FREIE WÄHLER-Obmann Stephan Wefelscheid zu neuen Erkenntnissen aus dem Untersuchungsausschuss
MAINZ. Die Vernehmung von Zeuginnen und Zeugen der Polizei und des Innenministeriums im jüngsten Untersuchungsausschuss „Flutkatastrophe“ offenbaren Ungereimtheiten zwischen den Aussagen einzelner Zeugen an diesem Sitzungstag und vorherigen Sitzungen. Ein schlüssiges Bild über die im Innenministerium und der nachgeordneten Behörden vorliegenden Informationen in der Flutnacht kann nicht gezeichnet werden. Demgegenüber stellen sich erneut Fragen über die bei der Aufsichts- und Dienstleistungsdirektion (ADD) und im Umweltministerium vorliegenden Informationen zur Dramatik der Lage sowie deren ressortübergreifenden Weitergabe.

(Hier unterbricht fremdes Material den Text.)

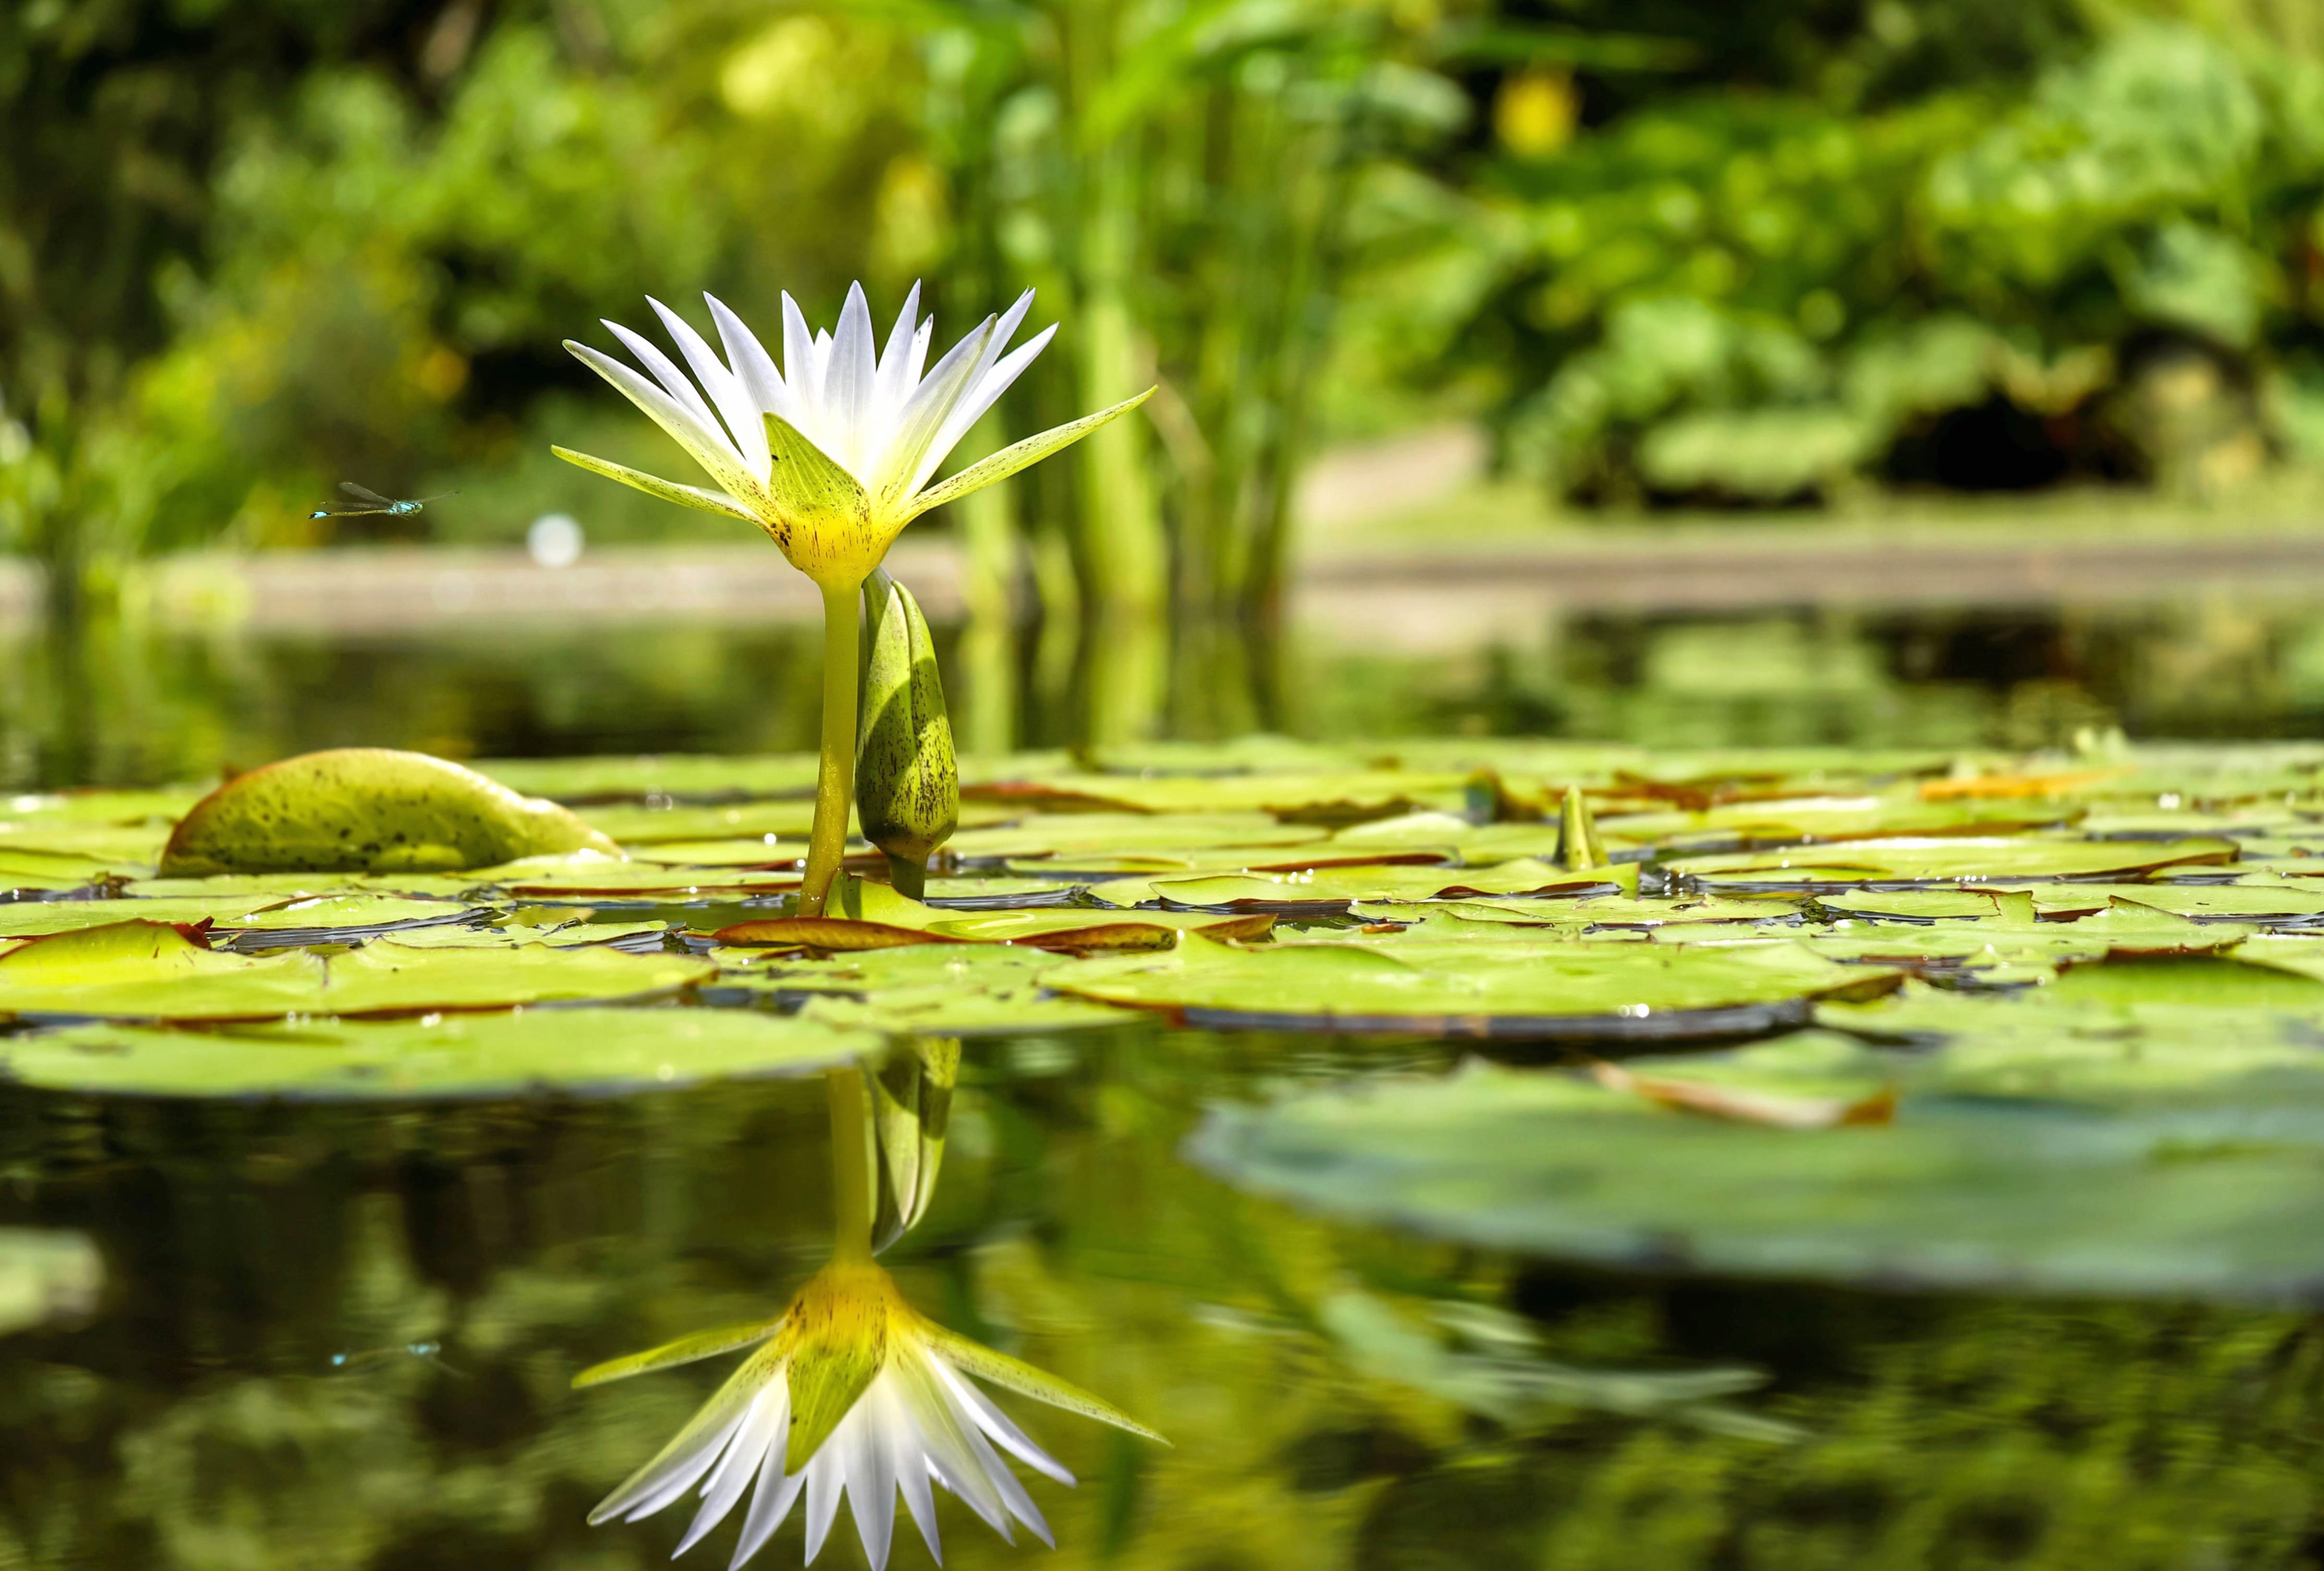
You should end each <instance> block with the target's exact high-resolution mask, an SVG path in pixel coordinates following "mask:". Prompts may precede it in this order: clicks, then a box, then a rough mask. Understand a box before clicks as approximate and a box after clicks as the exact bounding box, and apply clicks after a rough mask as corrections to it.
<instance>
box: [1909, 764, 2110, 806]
mask: <svg viewBox="0 0 2324 1571" xmlns="http://www.w3.org/2000/svg"><path fill="white" fill-rule="evenodd" d="M2124 774H2129V769H2068V772H2064V774H1973V776H1968V779H1964V781H1922V783H1920V799H1922V802H1961V799H1968V797H2071V795H2073V792H2078V790H2085V788H2089V786H2099V783H2103V781H2113V779H2119V776H2124Z"/></svg>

Stephan Wefelscheid, MdL, Obmann der FREIEN WÄHLER im Untersuchungsausschuss, zieht nach der Vernehmung der Zeugen Marita Simon (Polizeiführerin vom Dienst beim Polizeipräsidium Koblenz in der Flutnacht) und Markus Brugger (Dienstgruppenleiter im Lagezentrum des Innenministeriums) in der 23. Sitzung am 15. Juli daher folgendes Zwischenfazit:
1. Der Zeuge Erwin Manz, Staatssekretär im Umweltministerium, hatte in seiner Vernehmung vor dem Untersuchungsausschuss erklärt, beim Lagezentrum des Innenministeriums telefonisch um 22.24 Uhr einen „dringenden Appell“ abgesetzt zu haben. Danach habe er mit Nachdruck dazu aufgefordert, dass Menschen zu retten und alle Einsatzkräfte zu schicken seien. Das Land solle bei der Kreisverwaltung, der Bundeswehr oder wem auch immer nachhaken, damit alles getan werde, um diese Menschen dort zu retten.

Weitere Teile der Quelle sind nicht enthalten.